Georgian meat and potato dish

Ojakhuri (ოჯახური) is a traditional Georgian dish, consisting of fried meat and potatoes. It is prepared using various types of meat (beef, pork, or even chicken), potatoes, and spices, and is traditionally served on a ketsi clay plates.
==History==
In Georgian, ojakhuri means "family-style"; this dish is typically prepared for the entire family. Consequently, a large quantity of a dish is usually cooked to ensure there is enough for everyone. According to a tradition, Ojakhuri came into existence due to a meat shortage in a Georgian family. The housewife, wishing to feed every family member, replaced a portion of the precious meat with an equal amount of potatoes and seasoned the dish with spices.
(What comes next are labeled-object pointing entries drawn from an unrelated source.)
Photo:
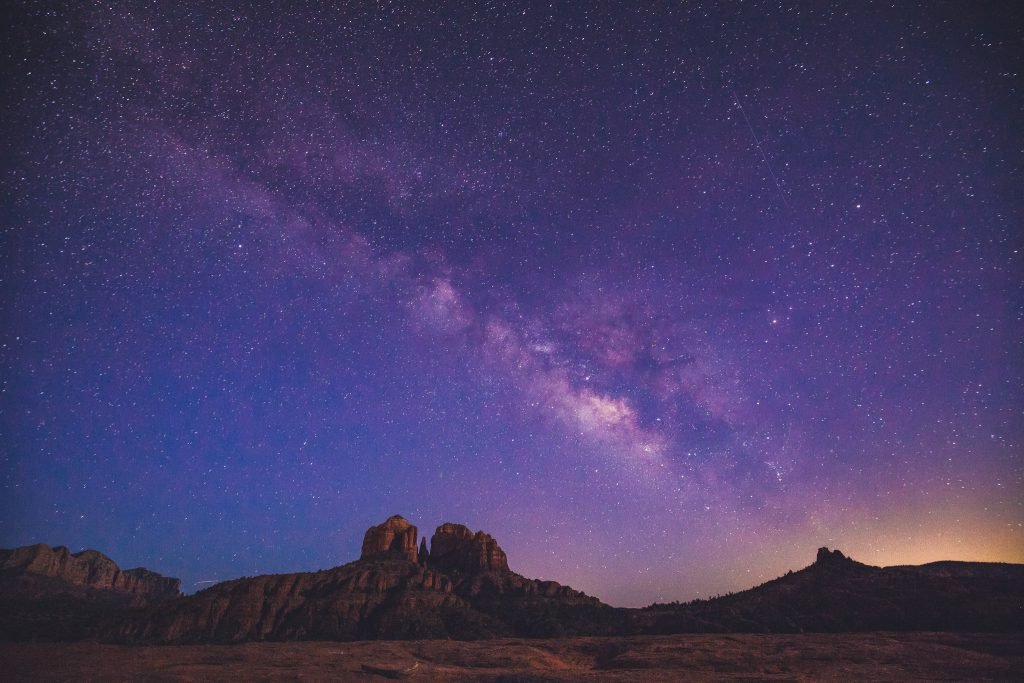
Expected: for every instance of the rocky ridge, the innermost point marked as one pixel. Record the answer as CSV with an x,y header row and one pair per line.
x,y
461,588
88,569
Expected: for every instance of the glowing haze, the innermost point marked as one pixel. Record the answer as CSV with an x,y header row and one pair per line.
x,y
663,299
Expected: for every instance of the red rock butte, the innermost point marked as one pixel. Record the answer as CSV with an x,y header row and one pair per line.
x,y
394,539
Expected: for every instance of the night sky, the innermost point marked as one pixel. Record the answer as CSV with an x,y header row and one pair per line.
x,y
664,296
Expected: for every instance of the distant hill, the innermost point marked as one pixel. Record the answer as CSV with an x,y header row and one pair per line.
x,y
53,594
462,588
838,594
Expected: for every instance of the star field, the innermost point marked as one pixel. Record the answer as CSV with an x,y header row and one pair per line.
x,y
662,297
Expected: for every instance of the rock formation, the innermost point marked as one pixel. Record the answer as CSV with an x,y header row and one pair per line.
x,y
455,548
394,539
463,589
52,594
86,569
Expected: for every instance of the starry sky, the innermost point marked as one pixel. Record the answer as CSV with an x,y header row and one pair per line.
x,y
664,296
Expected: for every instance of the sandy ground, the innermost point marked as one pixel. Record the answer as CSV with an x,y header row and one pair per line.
x,y
686,657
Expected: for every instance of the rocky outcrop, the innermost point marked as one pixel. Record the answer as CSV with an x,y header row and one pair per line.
x,y
461,589
394,539
455,548
53,594
838,594
832,558
86,569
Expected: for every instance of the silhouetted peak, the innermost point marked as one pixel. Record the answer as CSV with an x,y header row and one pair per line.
x,y
394,539
455,547
826,556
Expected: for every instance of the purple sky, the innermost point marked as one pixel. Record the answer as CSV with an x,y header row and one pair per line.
x,y
663,299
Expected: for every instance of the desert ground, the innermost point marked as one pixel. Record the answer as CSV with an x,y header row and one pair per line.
x,y
691,657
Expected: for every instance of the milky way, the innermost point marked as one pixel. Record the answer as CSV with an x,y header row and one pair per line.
x,y
663,299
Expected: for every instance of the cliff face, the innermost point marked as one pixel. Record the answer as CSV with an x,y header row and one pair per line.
x,y
455,548
86,569
461,589
52,594
394,539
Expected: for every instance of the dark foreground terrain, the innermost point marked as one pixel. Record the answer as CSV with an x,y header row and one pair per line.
x,y
891,656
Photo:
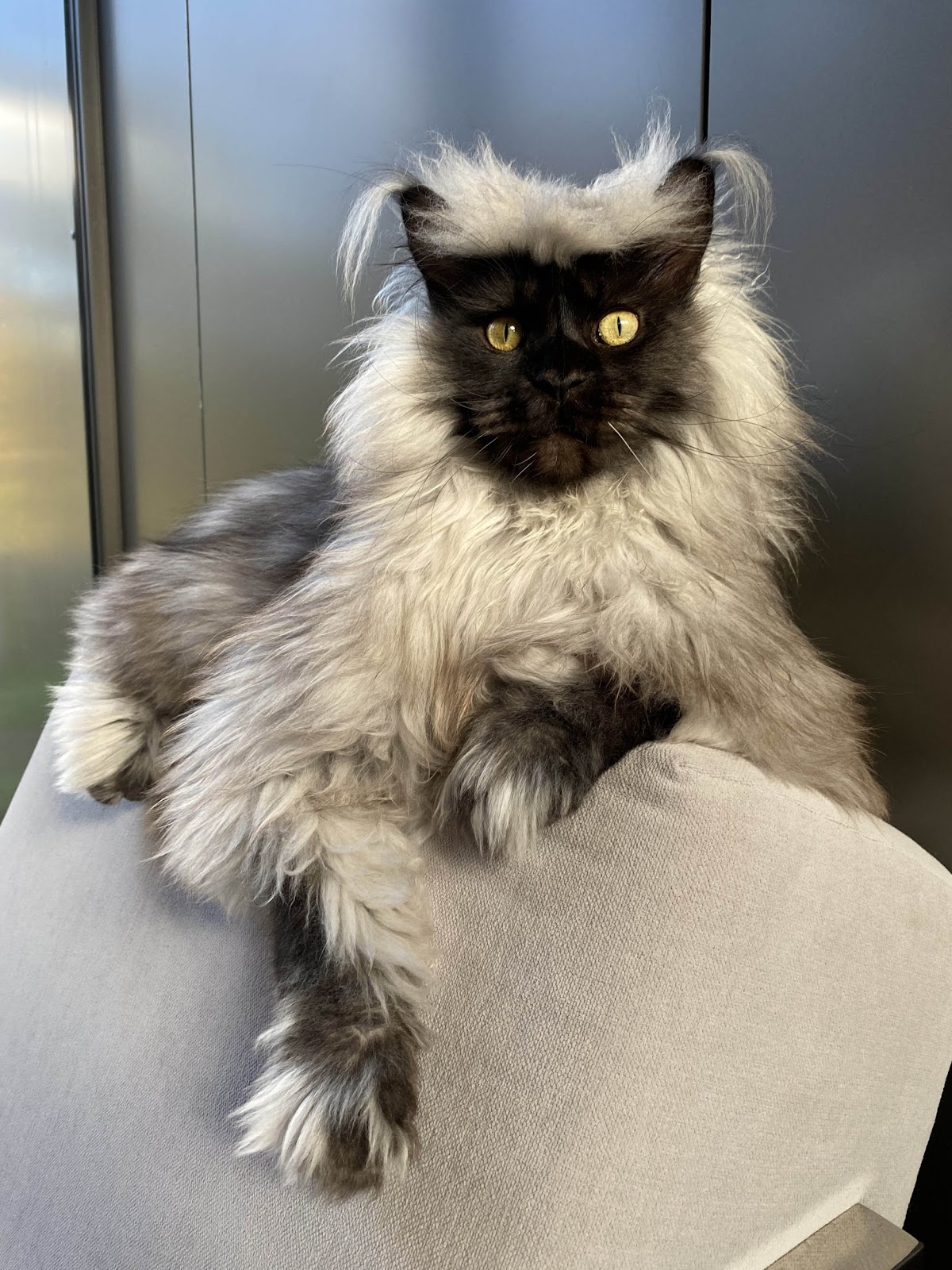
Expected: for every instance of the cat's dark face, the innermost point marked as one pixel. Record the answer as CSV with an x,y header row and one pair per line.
x,y
559,372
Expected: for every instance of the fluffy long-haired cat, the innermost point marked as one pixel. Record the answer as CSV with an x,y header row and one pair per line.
x,y
562,483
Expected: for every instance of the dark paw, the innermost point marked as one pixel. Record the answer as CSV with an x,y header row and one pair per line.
x,y
336,1106
517,772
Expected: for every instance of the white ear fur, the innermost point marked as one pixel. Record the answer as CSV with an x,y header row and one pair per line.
x,y
480,205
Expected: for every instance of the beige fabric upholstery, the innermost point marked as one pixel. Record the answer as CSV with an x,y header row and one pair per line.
x,y
711,1016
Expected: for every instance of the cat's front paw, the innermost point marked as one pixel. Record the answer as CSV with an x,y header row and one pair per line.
x,y
334,1109
517,772
106,743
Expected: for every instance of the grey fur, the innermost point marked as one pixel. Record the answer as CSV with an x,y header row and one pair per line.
x,y
310,660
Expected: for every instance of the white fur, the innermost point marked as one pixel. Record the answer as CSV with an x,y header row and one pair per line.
x,y
292,1113
329,713
95,733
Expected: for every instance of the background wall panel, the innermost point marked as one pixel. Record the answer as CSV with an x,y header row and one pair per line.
x,y
850,106
294,102
152,226
46,556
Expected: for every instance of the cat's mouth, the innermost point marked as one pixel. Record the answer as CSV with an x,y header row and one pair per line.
x,y
559,457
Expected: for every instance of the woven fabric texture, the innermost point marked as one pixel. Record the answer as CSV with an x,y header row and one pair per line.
x,y
711,1015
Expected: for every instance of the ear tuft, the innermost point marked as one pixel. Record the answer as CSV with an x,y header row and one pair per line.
x,y
419,206
692,182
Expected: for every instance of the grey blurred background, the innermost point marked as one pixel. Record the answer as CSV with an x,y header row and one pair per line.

The children loved this new combination, and over time, the recipe spread throughout every region of Georgia, becoming a beloved family dish. In various regions of Georgia, different types of ojakhuri is prepared. The foundation of the dish consists of meat and potatoes, cut into large chunks and fried until golden brown. Additional ingredients often include onions, tomatoes, bell peppers, and garlic, as well as traditional Georgian spices: khmeli suneli, ground coriander, ajika, black pepper, and red pepper. When served, the dish is typically garnished with fresh herbs, primarily cilantro or parsley.